I am not sure how you got that out of my comment... you created a rather unfortunate strawman of my comment and are calling me sexist and racist? That hurts. Are you going to call me republican next?! Because that’s where i draw the line.
I have worked in high tech for 20 years: biotech, a PhD @ Carnegie Mellon, NASA, some startups, back to biotech... I have worked with so many awesome people of all walks of life that notions of gender or racial superiority are long gone. Quite the opposite, i have experienced the tremendous benefit that usually arises with diverse teams: deeper group experience, less competition and more cohesion, stronger friendships and sense of connection, diverse technical experience and interest, really different and novel ways of approaching problems and developing solutions (things that blew my fragile little mind), etc.
No, I'm sure you are not a racist, please don't take my comment that way. But sometimes we can promulgate ideas that we don't actually agree with unintentionally. It's the pattern of thinking that I wanted to examine, that I seem to encounter everywhere lately. Others spoke of the lack of "diversity", by which they clearly meant diversity of sex and race or ethnic background. You added the idea that this type of diversity was beneficial because it's an advantage to have a diversity of interests and intellectual strengths in different areas. So you are equating a racial and sexual diversity with the latter. If that's not what you meant, I apologize for misconstruing your comment.
Lee... You are straw-manning my statements again. You are reading a bias into my statements and put extrapolated argument, that I didn't write, into my virtual internet mouth. I don't like it.
Yes I did write of myself as a historically privileged class... which definitely falls along racial/gender divides. Hopefully the manner of that frank discussion indicates that this privilege really sucks for most everyone (we really all lose) and is short sited. Then I started a new paragraph which signifies a though break --> moving on to a different but related thought.
Nowhere in my post did I the use word "race" or the phrase "intellectual strengths", and I did't use those phrases because I don't believe in them... I used "thinking patterns, backgrounds, and interests."
To address this: "You added the idea that this type of diversity was beneficial because it's an advantage to have a diversity of interests and intellectual strengths in different areas. So you are equating a racial and sexual diversity with the latter."
I wrote none of that... I believe none of that. It requires multiple logical fallacies to get from what I expressed to what you wrote above. Rather than jumping to conclusions, why don't you ask me to clarify what I meant?

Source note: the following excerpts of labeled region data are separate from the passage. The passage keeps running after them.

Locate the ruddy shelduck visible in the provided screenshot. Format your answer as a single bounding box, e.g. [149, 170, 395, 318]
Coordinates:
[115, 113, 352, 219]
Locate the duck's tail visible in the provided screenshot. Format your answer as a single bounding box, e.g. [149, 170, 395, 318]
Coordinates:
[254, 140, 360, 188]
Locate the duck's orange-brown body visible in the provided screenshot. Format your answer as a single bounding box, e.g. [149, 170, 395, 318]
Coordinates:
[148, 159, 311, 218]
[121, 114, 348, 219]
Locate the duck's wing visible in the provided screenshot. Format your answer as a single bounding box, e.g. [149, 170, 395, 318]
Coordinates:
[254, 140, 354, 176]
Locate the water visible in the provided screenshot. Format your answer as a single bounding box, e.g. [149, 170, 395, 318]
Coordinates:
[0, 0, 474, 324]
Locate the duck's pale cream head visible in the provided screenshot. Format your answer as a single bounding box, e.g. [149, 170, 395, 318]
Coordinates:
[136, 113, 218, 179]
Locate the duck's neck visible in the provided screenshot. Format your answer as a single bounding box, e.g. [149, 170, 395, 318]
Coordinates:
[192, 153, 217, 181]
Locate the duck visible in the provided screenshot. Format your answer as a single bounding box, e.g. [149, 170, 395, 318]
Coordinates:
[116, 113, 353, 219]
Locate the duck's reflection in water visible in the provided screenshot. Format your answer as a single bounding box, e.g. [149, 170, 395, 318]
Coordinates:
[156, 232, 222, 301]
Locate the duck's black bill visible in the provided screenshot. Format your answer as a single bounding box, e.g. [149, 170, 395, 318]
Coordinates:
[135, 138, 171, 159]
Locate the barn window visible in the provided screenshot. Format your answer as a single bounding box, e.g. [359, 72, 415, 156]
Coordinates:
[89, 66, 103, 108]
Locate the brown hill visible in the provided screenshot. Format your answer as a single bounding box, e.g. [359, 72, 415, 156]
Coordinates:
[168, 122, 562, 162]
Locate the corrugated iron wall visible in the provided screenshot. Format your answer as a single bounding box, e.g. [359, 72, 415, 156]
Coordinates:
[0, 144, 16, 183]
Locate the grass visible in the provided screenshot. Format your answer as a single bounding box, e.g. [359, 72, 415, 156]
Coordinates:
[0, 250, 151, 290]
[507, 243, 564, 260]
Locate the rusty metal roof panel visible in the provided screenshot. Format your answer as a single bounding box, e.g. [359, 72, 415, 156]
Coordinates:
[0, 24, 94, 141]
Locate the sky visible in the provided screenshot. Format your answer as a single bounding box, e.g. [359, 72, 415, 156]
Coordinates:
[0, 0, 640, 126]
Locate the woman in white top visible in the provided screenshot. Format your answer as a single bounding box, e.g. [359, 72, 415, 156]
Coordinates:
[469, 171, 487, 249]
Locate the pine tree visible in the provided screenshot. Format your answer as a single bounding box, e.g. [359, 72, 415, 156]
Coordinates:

So what do I think about diversity and inclusion, in brief:
Diversity is highly multivariate... what team diversity means can vary from situation to situation. Hiring for a Mechanical engineering team vs. women's fashion design team would probably have very different diversity hiring goals but the desired benefit and improvement for the team is similar.
If people only look at diversity as race and gender, they are missing the boat entirely... how about personality, age, ethnicity, religion, educational background, work experience, world/life experience, family responsibilities, life aspirations, out of work interests, health concerns and disabilities, sexual preference, ...all factors which make us different/unique and interesting.
The flip side of diversity, which is inclusion and appreciation, is pretty simple: it is really important to try to understand people, appreciate them for who they are, do your best to allow them to be who they are in the workplace, and not pigeon hole them into a box.
Regardless of what I'm called next, I'm done replying to this thread. If you figure out how to construe this as "I must be the second coming of Hitler", more power to you.
I have worked in high tech for 20 years: biotech, a PhD @ Carnegie Mellon, NASA, some startups, back to biotech... I have worked with so many awesome people of all walks of life that notions of gender or racial superiority are long gone. Quite the opposite, i have experienced the tremendous benefit that usually arises with diverse teams: deeper group experience, less competition and more cohesion, stronger friendships and sense of connection, diverse technical experience and interest, really different and novel ways of approaching problems and developing solutions (things that blew my fragile little mind), etc.